Consulter le comité d’entreprise en matière économique - Rz_calcul Le comité est donc consulté en de nombreux domaines. Ses compétences ne se limitent pas à organiser des festivités ou faire profiter les salariés de bons de réduction ou autres chèques vacances. Si son implication sociale est, également bien connue, en matière professionnelle et tout ce qui concerne le travail, en termes d’horaires, de conditions, etc, il est, aussi, impliqué dans le domaine économique. Un domaine qui influe, bien sûr, énormément sur l’emploi. Nous allons donc faire un tour d’horizon un peu plus précis de cette implication par la suite.

Les modifications économiques programmées

Le comité d’entreprise doit donc, en tout premier lieu, être consulté pour ce qui touche à l’organisation de l’entreprise. En effet, tout ce qui concerne le fonctionnement et la bonne marche de l’entreprise intéresse le comité car chaque changement est susceptible de provoquer des incidences en matière d’emploi, dès lors que les opérations de la société revêtent un caractère important. Aussi, une restructuration programmée dans cette société requerra l’aval de ce comité. Les seuls risques de répercussion sur l’emploi ou les conditions de travail ne suffisent pas pour prendre l’avis du CE, c’est, en fait, l’importance de la restructuration qui est, avant tout, la condition.

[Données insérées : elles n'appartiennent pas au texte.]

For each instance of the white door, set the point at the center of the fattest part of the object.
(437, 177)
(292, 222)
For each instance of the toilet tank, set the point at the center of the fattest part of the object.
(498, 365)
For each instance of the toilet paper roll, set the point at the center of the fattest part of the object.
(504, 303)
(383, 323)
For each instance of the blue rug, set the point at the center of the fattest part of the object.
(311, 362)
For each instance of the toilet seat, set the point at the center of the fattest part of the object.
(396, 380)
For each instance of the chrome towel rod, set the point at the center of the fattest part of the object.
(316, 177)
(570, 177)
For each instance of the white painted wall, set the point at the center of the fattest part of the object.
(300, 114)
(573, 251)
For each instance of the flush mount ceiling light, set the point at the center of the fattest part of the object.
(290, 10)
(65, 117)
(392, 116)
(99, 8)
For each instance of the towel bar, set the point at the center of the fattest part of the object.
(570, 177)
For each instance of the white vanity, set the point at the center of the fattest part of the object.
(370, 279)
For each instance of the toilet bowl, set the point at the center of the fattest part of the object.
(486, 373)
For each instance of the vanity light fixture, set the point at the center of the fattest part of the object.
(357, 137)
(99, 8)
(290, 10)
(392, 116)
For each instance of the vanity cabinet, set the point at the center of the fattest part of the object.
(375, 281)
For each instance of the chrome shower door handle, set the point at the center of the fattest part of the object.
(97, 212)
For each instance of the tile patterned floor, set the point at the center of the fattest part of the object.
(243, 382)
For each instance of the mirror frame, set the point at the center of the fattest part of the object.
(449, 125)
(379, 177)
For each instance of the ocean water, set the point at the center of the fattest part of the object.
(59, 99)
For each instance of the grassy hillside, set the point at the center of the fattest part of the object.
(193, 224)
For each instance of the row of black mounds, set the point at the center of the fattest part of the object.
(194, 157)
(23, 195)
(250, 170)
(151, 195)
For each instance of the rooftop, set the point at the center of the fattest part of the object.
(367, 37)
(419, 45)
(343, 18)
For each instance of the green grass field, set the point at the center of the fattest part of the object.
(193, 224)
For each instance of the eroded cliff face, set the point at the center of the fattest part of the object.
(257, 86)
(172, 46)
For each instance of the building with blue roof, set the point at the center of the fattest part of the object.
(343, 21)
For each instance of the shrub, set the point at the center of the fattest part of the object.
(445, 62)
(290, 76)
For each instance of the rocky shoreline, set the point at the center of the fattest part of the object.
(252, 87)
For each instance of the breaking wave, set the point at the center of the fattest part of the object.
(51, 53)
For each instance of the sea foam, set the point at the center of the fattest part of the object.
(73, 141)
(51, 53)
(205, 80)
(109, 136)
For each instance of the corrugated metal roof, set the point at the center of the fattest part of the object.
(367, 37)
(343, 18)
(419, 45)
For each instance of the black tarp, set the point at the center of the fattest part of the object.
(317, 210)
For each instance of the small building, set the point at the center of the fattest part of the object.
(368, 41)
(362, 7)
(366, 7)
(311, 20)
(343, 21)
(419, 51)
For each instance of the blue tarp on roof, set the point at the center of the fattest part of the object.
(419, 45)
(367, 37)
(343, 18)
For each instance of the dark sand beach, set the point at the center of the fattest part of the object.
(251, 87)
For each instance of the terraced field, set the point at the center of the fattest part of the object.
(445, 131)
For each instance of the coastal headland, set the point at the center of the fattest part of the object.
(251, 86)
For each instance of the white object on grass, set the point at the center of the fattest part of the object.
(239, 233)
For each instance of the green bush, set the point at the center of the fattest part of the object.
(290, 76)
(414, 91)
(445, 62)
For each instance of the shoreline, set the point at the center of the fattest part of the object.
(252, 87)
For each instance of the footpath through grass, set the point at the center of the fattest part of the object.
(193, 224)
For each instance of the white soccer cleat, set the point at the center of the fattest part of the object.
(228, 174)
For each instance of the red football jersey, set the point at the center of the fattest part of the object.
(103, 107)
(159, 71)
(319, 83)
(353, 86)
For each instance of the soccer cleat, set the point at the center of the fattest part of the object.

Le licenciement économique

Il est bien évident que, en matière économique, le licenciement du même nom passera automatiquement par la consultation, au préalable, du CE. Son avis est important et ce, même si ce licenciement économique ne devait concerner qu’un seul des salariés de l’entreprise. Diverses procédures sont ensuite lancées, avec consultation de ce comité, et selon des dispositifs variés, qui se complexifient selon les différents cas de figure.

Le droit d’alerte

Le comité d’entreprise bénéficie d’un droit d’alerte. Face à des difficultés au sein de la société, il devra être systématiquement tenu informé et consulté avant toute décision. Mais, de son côté, lorsqu’il juge une situation particulièrement préoccupante pour l’avenir de l’entreprise ou, tout du moins, pour certains des employés, lorsque des faits lui semblent de nature à poser problème, il est en droit de lancer une procédure d’alerte pour éviter une plus grande dégradation de la situation.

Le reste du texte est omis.